- Last updated:
- 03 May 2019
The mural, 'Late Flowering Black Wattle', is an exploration of form and abstraction by artist Thom Stuart.
The native wattle motif functions as an ode to a nostalgic 1970s Australian identity. In particular, Australiana, which can still be found in coastal Australian towns like Caloundra. While modern architecture and a new visual aesthetic has emerged, there is still an underlying tone of Ken Done, 70's hand painted signage, breeze bricks and Jenny Key prints around every corner. The repetition of angular shapes and circle motifs, acts almost like a wallpaper, to reflect the coast's story, both past and present.

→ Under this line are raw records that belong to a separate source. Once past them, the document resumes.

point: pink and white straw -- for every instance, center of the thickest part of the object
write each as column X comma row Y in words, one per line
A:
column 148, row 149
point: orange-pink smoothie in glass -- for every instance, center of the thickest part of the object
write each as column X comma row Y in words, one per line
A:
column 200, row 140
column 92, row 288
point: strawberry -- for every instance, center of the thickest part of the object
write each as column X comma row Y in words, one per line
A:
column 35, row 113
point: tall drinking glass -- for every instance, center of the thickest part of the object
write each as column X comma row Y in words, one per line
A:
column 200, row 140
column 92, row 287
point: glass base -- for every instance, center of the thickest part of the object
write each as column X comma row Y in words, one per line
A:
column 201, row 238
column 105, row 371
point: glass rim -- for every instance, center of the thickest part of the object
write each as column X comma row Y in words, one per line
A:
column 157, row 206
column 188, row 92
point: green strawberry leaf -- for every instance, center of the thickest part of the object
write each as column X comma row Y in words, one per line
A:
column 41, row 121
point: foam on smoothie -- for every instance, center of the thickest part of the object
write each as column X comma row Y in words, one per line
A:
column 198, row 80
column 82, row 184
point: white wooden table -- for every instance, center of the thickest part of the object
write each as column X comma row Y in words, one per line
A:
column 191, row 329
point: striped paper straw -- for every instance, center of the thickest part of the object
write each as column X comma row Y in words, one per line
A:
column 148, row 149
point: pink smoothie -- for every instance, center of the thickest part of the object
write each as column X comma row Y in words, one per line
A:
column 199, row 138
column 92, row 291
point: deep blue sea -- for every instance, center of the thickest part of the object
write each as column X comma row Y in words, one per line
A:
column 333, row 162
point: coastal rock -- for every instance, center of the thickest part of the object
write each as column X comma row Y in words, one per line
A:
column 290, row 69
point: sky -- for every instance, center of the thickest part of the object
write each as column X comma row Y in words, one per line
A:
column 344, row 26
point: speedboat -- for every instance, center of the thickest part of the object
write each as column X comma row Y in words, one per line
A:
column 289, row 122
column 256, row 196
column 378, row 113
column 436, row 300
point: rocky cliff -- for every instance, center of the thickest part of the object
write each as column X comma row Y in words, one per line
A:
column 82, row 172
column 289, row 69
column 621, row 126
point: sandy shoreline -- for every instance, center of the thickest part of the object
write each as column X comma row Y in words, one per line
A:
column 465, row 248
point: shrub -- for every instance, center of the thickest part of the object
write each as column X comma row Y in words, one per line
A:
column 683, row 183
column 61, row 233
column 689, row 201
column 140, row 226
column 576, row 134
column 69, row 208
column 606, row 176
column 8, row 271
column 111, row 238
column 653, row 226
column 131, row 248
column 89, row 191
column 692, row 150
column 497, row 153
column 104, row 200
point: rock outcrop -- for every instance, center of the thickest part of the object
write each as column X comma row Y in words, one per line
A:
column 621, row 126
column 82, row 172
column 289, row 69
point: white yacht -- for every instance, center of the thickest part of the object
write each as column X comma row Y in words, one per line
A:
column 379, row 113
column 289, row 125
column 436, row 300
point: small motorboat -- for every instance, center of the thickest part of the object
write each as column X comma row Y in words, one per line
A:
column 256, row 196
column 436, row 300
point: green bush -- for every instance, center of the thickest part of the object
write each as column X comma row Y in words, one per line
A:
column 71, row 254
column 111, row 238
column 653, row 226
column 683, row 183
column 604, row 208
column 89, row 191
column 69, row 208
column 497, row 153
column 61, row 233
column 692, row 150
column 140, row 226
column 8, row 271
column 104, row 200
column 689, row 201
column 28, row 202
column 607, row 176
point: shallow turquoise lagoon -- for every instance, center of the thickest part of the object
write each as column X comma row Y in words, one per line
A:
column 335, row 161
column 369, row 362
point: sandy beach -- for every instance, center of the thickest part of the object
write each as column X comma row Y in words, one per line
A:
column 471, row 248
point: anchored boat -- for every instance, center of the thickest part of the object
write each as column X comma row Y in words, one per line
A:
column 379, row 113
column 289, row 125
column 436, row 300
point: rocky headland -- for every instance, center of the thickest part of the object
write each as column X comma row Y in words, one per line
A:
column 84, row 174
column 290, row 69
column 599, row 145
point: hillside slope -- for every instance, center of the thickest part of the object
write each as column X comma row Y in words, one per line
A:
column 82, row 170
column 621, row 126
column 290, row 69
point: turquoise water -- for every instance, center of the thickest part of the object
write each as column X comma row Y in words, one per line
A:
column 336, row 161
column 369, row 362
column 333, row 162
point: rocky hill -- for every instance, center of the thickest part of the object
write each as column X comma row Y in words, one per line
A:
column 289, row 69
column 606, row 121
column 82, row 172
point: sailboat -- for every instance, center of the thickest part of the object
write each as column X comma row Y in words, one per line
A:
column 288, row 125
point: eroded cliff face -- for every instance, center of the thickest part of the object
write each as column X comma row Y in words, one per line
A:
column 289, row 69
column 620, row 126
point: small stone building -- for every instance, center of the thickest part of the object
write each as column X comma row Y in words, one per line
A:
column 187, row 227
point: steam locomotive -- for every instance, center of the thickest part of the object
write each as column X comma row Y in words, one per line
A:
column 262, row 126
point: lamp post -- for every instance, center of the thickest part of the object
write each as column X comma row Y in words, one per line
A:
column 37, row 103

The warm, bright hues repeat this reference to place. Queensland's identity is full of surf and graffiti culture, whose colour palettes are in a constant state of colour clash to attract the most attention.
The artwork's title, 'Late Flowering Black Wattle', may also be interpreted as a metaphor for the speed of cultural development in regional areas. This development may be perceived to be slower than the larger metropolis centres, however it is equally beautiful once it emerges.
On a broader scale this work fits into a greater narrative of the artists' practice, which concerns itself with the interplay between colour and form as a way to explore how urban influences, such as graffiti and commercialisation, have infiltrated the natural Australian landscape.